サビ猫はさっきの場所で、やっぱり僕を見つめていた。そして、トトトと走ってきた。
――ああ、ヤバイな。
と思った。
サビ猫は僕の足元を一周して、首をかしげていた。
ヤバイなと思いながらも、僕は少し歩いて振り返る、という行動を繰り返していた。
そのたびにサビ猫が走ってくる。少しずつ自宅へ近づいていく。繰り返すうちに、サビ猫は僕の足の間に体を滑り込ませて、こすり付けてくるようにもなった。

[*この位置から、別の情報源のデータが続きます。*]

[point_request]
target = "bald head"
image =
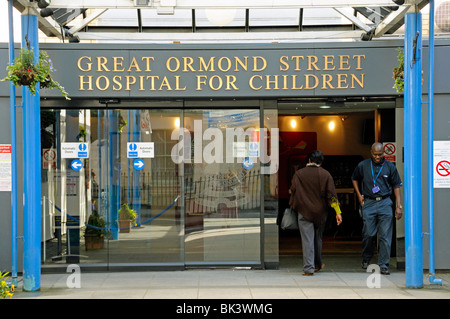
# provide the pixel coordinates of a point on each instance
(377, 152)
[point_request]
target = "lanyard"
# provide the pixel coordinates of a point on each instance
(375, 178)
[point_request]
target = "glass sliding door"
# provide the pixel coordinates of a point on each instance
(152, 187)
(222, 187)
(110, 188)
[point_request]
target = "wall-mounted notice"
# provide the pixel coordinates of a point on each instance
(441, 164)
(5, 168)
(74, 150)
(140, 150)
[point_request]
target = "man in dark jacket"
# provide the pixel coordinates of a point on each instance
(374, 180)
(312, 191)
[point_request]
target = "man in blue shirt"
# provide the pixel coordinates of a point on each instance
(374, 180)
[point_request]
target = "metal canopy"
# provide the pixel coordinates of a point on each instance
(194, 21)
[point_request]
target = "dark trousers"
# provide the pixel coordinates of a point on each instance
(377, 219)
(311, 244)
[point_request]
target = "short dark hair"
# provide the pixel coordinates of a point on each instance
(316, 157)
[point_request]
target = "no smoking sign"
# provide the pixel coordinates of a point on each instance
(443, 168)
(441, 162)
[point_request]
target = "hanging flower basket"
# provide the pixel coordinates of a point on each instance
(399, 72)
(24, 72)
(25, 76)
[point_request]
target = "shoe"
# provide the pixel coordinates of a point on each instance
(319, 269)
(385, 271)
(364, 264)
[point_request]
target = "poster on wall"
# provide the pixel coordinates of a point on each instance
(5, 168)
(441, 164)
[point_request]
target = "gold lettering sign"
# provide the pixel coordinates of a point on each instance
(221, 73)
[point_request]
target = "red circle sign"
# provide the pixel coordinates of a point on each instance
(49, 155)
(389, 149)
(443, 168)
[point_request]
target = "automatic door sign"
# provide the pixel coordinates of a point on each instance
(76, 165)
(49, 158)
(441, 153)
(247, 163)
(390, 151)
(138, 164)
(140, 149)
(74, 150)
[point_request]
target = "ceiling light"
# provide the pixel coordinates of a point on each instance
(293, 123)
(331, 125)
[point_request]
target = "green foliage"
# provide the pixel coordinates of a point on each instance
(95, 225)
(399, 72)
(5, 290)
(23, 71)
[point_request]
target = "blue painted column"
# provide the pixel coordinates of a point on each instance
(12, 95)
(32, 168)
(136, 116)
(413, 150)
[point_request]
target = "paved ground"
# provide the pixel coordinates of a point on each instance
(337, 281)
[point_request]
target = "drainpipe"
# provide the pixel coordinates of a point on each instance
(12, 103)
(432, 278)
(413, 144)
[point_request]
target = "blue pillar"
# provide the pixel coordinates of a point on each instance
(413, 150)
(12, 90)
(32, 168)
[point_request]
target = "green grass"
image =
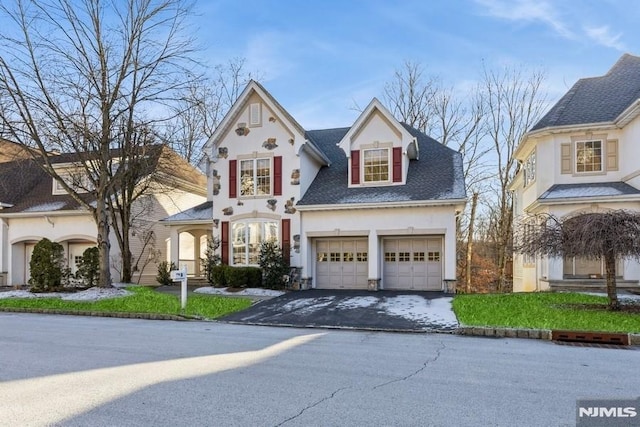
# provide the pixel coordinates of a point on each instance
(543, 311)
(143, 300)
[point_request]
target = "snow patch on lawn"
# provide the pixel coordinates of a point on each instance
(257, 292)
(91, 294)
(436, 312)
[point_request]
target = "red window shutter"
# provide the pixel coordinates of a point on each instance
(224, 242)
(397, 164)
(233, 179)
(277, 176)
(355, 167)
(286, 240)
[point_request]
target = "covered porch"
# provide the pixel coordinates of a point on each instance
(189, 232)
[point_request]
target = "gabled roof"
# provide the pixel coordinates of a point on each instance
(27, 188)
(230, 118)
(361, 122)
(436, 177)
(594, 190)
(597, 99)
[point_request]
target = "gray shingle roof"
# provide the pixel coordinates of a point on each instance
(202, 212)
(600, 189)
(436, 176)
(597, 99)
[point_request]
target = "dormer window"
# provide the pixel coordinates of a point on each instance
(255, 177)
(588, 156)
(376, 165)
(255, 114)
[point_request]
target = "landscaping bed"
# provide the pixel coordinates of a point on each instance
(547, 310)
(143, 300)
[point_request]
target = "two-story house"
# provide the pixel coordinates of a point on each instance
(582, 156)
(33, 206)
(371, 206)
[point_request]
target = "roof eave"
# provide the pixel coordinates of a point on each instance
(318, 155)
(388, 205)
(23, 214)
(589, 199)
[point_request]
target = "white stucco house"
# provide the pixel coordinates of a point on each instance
(34, 206)
(582, 156)
(371, 206)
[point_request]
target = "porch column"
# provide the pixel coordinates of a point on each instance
(174, 236)
(373, 284)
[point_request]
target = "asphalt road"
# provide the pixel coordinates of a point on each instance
(89, 371)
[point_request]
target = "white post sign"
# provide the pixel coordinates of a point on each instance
(181, 276)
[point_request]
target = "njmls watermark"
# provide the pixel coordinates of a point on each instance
(607, 412)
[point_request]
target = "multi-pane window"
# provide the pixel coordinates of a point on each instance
(376, 165)
(255, 177)
(589, 156)
(530, 169)
(247, 238)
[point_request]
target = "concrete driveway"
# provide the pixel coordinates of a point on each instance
(382, 310)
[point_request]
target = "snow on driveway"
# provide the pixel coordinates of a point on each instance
(436, 312)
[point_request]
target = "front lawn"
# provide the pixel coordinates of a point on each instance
(143, 300)
(545, 310)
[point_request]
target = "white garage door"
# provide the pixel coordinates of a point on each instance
(342, 264)
(413, 264)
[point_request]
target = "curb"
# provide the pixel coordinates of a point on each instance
(147, 316)
(540, 334)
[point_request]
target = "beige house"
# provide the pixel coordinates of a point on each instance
(33, 206)
(582, 156)
(371, 206)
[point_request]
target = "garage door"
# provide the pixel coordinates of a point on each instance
(341, 264)
(76, 250)
(413, 264)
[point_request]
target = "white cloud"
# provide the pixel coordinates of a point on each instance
(528, 11)
(602, 35)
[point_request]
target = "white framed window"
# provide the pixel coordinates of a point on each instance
(530, 169)
(247, 236)
(589, 156)
(255, 114)
(255, 177)
(376, 165)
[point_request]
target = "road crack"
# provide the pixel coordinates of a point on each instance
(417, 371)
(313, 405)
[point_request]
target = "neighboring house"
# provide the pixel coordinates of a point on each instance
(582, 156)
(372, 206)
(33, 206)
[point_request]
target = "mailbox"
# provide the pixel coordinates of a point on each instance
(177, 275)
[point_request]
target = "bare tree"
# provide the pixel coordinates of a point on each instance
(608, 235)
(202, 105)
(82, 76)
(513, 103)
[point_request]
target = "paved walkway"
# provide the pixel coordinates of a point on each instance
(382, 310)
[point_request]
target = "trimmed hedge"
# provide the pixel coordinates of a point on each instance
(236, 277)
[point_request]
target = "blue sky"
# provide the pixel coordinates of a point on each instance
(321, 57)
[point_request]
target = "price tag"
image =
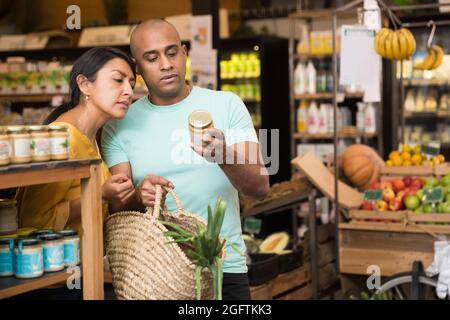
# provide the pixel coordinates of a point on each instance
(434, 195)
(252, 225)
(432, 149)
(373, 195)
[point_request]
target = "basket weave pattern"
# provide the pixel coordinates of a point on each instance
(143, 264)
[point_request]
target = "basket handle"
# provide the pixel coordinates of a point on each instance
(155, 211)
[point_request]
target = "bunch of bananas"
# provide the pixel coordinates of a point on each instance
(432, 60)
(395, 45)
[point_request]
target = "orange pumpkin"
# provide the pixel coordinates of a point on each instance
(361, 165)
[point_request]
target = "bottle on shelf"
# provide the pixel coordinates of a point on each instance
(313, 119)
(370, 119)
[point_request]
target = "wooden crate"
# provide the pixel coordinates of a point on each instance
(384, 239)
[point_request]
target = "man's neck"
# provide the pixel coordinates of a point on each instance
(167, 101)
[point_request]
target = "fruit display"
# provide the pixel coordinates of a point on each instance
(409, 194)
(410, 155)
(432, 60)
(395, 44)
(361, 165)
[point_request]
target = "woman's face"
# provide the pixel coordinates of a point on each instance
(112, 89)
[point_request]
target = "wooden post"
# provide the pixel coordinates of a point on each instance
(92, 235)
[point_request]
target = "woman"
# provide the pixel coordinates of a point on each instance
(101, 88)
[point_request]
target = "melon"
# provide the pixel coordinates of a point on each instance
(361, 165)
(275, 243)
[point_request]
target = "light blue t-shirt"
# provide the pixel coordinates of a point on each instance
(156, 140)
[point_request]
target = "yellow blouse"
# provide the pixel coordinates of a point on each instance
(47, 205)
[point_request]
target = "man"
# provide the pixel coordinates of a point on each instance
(154, 138)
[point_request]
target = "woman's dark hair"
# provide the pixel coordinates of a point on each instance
(88, 64)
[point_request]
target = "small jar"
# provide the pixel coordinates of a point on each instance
(5, 147)
(53, 245)
(8, 216)
(199, 121)
(59, 142)
(20, 144)
(28, 258)
(6, 257)
(71, 247)
(40, 143)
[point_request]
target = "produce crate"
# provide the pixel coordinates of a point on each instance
(390, 240)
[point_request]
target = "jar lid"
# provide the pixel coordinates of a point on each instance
(7, 203)
(28, 241)
(38, 128)
(50, 237)
(200, 119)
(17, 129)
(41, 232)
(68, 232)
(57, 127)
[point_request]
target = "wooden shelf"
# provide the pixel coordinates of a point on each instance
(11, 286)
(306, 136)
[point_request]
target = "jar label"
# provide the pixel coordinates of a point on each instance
(40, 147)
(22, 148)
(29, 264)
(53, 257)
(59, 145)
(6, 262)
(72, 253)
(5, 150)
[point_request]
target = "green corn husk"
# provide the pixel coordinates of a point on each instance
(205, 246)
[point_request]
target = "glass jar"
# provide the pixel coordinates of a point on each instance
(199, 121)
(71, 247)
(20, 144)
(59, 142)
(8, 216)
(53, 246)
(28, 258)
(40, 143)
(6, 257)
(5, 147)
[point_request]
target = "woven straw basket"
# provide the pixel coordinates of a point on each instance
(143, 264)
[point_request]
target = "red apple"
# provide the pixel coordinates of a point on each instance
(388, 194)
(395, 204)
(382, 205)
(398, 185)
(367, 205)
(407, 181)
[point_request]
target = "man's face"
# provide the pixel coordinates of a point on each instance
(161, 60)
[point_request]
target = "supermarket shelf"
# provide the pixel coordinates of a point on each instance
(327, 95)
(425, 82)
(306, 136)
(11, 286)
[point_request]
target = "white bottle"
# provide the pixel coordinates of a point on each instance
(323, 119)
(369, 119)
(313, 119)
(360, 117)
(311, 74)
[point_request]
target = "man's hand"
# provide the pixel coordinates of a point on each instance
(147, 189)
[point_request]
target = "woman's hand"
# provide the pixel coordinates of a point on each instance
(147, 189)
(118, 189)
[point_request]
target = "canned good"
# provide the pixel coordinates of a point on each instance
(53, 246)
(71, 247)
(28, 258)
(40, 143)
(6, 257)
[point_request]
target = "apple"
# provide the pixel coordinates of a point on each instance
(388, 194)
(367, 205)
(407, 181)
(382, 205)
(412, 202)
(395, 204)
(398, 185)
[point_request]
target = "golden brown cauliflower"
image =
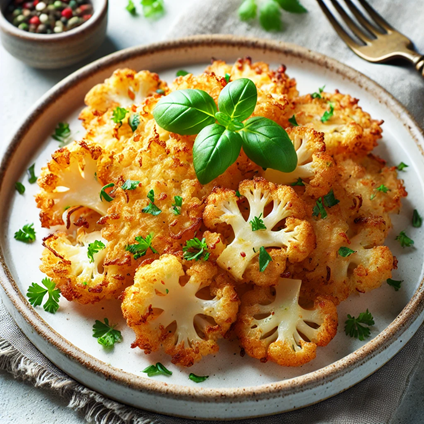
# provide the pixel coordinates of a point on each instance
(315, 168)
(183, 307)
(273, 326)
(80, 269)
(284, 227)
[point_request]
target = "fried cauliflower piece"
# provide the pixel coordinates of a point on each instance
(70, 180)
(284, 225)
(314, 167)
(67, 262)
(273, 326)
(183, 307)
(349, 131)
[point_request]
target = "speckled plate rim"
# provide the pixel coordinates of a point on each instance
(410, 316)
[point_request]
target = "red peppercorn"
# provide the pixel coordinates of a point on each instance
(67, 13)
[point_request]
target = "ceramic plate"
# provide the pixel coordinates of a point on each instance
(237, 387)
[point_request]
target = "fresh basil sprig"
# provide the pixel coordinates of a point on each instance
(218, 144)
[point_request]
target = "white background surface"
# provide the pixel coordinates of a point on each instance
(20, 87)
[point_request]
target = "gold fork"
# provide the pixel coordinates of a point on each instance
(381, 42)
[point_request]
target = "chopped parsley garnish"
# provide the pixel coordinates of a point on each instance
(93, 248)
(151, 208)
(62, 133)
(104, 194)
(36, 295)
(119, 114)
(417, 220)
(196, 249)
(264, 259)
(353, 327)
(26, 234)
(402, 166)
(158, 369)
(328, 113)
(299, 182)
(182, 73)
(404, 240)
(176, 206)
(141, 247)
(318, 95)
(345, 251)
(19, 187)
(130, 185)
(293, 121)
(198, 378)
(106, 334)
(257, 223)
(32, 178)
(395, 284)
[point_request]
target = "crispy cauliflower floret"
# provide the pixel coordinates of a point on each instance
(87, 280)
(314, 167)
(284, 225)
(183, 310)
(349, 130)
(275, 327)
(70, 180)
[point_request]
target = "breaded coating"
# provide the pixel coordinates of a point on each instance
(285, 227)
(66, 261)
(315, 167)
(273, 326)
(182, 307)
(349, 131)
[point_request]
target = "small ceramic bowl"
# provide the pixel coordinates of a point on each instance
(53, 51)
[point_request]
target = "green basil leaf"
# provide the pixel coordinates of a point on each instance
(214, 150)
(268, 145)
(185, 112)
(238, 99)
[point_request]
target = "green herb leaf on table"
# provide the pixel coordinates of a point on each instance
(26, 234)
(195, 250)
(93, 248)
(353, 327)
(36, 295)
(396, 284)
(140, 248)
(106, 334)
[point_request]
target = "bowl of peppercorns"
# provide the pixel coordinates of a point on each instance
(51, 34)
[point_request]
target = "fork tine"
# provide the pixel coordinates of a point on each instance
(377, 17)
(351, 24)
(342, 33)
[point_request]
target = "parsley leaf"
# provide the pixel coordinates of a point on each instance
(395, 284)
(104, 194)
(19, 187)
(198, 378)
(62, 133)
(32, 178)
(404, 240)
(26, 234)
(119, 114)
(417, 220)
(293, 121)
(176, 206)
(141, 247)
(93, 248)
(36, 295)
(130, 185)
(353, 327)
(158, 369)
(345, 251)
(264, 259)
(151, 208)
(257, 223)
(195, 249)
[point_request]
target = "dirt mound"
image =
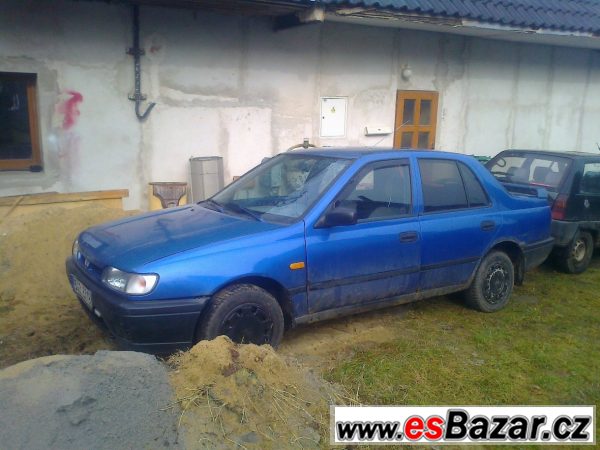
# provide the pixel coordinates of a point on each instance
(248, 396)
(39, 315)
(110, 400)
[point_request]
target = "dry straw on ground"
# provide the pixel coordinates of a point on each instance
(248, 396)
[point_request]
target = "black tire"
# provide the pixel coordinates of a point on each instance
(493, 283)
(246, 314)
(578, 254)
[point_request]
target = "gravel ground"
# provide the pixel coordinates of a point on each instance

うっかり踏んでしまいそうで、歩くこともままならない。サビ猫が落ち着くのをじっと待つしかなかった。
座って落ち着いているサビ猫を残して、また歩き出す。そして……振り返る。
ついに、僕はうちの庭までたどり着いてしまった。
――やってしまった……。
と思った。足元にはサビ猫がいる。つれてきてしまったのだ。
「それじゃあ、もう帰りますね。ここまで見送りありがとうございます」
サビ猫に言うと、首をかしげていた。
――そうですよね……ここまでつれてきて、いきなり帰れといわれても困りますよね……。どうしよう……。
僕が考えていると、たったったっという足音が聞こえた。見ると、うちの猫が走ってこちらに向かっている。
「ああ、見てくださいよ! お友達が遊びに――」
遊びに来てくれたんですよ、と言い終わることはなかった。
うちの猫はサビ猫に向かって走ってきて、そのまま止まることなく顔面にパンチを叩き込んでいた。うちの猫流のあいさつだ。それを助走をつけてやってしまった。
サビ猫は予想していなかったのだろう。「ギャッ!」と叫んで走り去っていった。
僕は唖然としてその光景を眺めていた。一瞬の出来事だった。
「そういうことだったんですか……。そんなあいさつをしてたら、そりゃあ、よその猫は来なくなりますよ……」
うちの猫を見ると、ふんっと鼻を鳴らして、尻尾をバンバン地面に叩きつけていた。